Perkins advises erring on the side of caution. “Implied is kind of a grey area,” he says. To remove any subjectivity around implied opt-in, go the explicit route and use black-and-white wording such as “I give my permission to X company to collect and use my information” or explain how you will be communicating with the consumer. Taking this measure will help if the consent is reviewed and challenged down the road. If you don’t have appropriate records of consent, Perkins says you could “end up with a problem and a very public fight you don’t want to have.”

“Make sure you have a record of the opt-ins and how the recipients opted in so that you can prove you have the legal standing to send the communications,” says Cogan. And if you’re using implied consent by business relationship (which has to be active or recently ended), make sure you have a record of transaction. Or if you have implied consent by non-business relationship—if the recipient made a donation of some kind, for example—have a record of that, too, says Cogan.

Time is of the essence
One element of Bill C-28 that appears inevitable, says Belton, is that there will be time limits associated with implied consent records. Express consent is not time-limited; another reason collecting that form of consent is a good move. That said, it is not yet known whether express consent records collected now will be deemed acceptable once the finalized regulations are enforced.
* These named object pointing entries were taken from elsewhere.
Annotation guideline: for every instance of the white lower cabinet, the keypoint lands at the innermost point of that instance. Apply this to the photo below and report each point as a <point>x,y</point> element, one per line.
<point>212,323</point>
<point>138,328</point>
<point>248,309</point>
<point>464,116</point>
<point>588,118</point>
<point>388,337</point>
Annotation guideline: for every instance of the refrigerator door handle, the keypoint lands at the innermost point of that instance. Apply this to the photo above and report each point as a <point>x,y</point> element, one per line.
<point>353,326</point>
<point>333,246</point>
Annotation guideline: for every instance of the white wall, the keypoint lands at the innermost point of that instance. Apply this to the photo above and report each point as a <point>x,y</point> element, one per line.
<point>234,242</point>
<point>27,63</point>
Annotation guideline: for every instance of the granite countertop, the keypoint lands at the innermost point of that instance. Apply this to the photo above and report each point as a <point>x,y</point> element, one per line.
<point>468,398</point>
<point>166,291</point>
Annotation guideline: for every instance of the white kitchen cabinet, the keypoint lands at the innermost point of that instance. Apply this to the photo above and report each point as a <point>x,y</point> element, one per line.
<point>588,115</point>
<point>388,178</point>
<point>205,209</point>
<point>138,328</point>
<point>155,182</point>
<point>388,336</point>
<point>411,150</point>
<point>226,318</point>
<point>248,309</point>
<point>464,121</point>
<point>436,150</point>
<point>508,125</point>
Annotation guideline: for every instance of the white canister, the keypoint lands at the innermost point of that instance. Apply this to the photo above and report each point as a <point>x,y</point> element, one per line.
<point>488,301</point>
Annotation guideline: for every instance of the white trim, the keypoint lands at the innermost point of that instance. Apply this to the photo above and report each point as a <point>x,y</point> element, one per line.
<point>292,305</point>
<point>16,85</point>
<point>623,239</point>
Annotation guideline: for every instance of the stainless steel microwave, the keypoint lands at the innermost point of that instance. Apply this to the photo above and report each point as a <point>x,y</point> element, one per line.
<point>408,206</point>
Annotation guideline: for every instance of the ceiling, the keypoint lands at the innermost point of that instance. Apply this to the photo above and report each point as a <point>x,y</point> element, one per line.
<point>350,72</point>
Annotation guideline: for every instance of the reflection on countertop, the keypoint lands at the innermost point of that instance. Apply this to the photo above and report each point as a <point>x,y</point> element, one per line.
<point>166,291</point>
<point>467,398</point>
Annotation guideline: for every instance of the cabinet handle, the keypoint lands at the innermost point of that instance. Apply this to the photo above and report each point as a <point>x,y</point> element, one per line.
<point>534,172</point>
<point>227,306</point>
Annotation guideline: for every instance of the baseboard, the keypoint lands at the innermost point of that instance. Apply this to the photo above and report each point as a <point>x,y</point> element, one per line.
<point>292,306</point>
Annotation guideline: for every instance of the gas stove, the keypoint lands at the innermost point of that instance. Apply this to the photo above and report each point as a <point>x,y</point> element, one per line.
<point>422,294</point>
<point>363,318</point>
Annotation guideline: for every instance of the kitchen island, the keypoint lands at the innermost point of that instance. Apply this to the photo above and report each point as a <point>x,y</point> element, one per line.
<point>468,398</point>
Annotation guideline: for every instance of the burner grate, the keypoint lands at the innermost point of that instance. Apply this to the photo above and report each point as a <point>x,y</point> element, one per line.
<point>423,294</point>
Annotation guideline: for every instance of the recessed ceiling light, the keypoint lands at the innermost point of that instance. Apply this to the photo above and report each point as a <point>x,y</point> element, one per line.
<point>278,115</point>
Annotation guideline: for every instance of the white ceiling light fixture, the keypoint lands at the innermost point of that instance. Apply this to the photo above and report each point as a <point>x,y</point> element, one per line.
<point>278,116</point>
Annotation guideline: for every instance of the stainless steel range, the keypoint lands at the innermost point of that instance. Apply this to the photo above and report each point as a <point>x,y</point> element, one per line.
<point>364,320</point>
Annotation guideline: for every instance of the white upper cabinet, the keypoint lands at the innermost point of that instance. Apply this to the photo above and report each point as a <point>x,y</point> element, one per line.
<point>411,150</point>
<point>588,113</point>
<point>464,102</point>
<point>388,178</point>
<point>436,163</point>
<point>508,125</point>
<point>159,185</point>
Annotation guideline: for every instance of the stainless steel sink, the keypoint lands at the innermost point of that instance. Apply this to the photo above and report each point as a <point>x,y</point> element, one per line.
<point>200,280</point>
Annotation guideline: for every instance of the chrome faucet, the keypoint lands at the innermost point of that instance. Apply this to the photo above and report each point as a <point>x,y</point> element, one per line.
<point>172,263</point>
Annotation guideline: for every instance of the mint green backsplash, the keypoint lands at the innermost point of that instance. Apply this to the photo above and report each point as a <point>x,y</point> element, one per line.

She advises her clients to manage the time limits around implied consents. Time-limited records should be flagged to stop sending once the allowed sending period has elapsed. In addition, marketers should develop a strategic communication approach to convert the implied consent records to express consent records in the interim, says Belton.

Same rules apply to smaller businesses
Small companies that don’t keep up on all the marketing-related legislation coming may be more likely to suffer when Bill C-28 takes effect. They should be following it just as closely as larger groups. Rebecca Shropshire, VP, director of digital communications at UM Canada, says large companies with in-house legal departments are very careful about their direct-to-consumer communications, ensuring they are transparent and compliant. She says UM has run several campaigns where consumers have had to consent to provide personal information, but UM has followed the best practices laid out in Bill C-28 for the past couple of years.

“I think the impact will be greater for small- to medium-sized businesses who are just simply not in the know about the bill and handle their marketing efforts in-house,” says Shropshire. If smaller groups don’t educate themselves about the bill, Perkins adds, “it becomes a very expensive mistake when down the road they end up having to reach out and re-establish those relationships [with consumers].”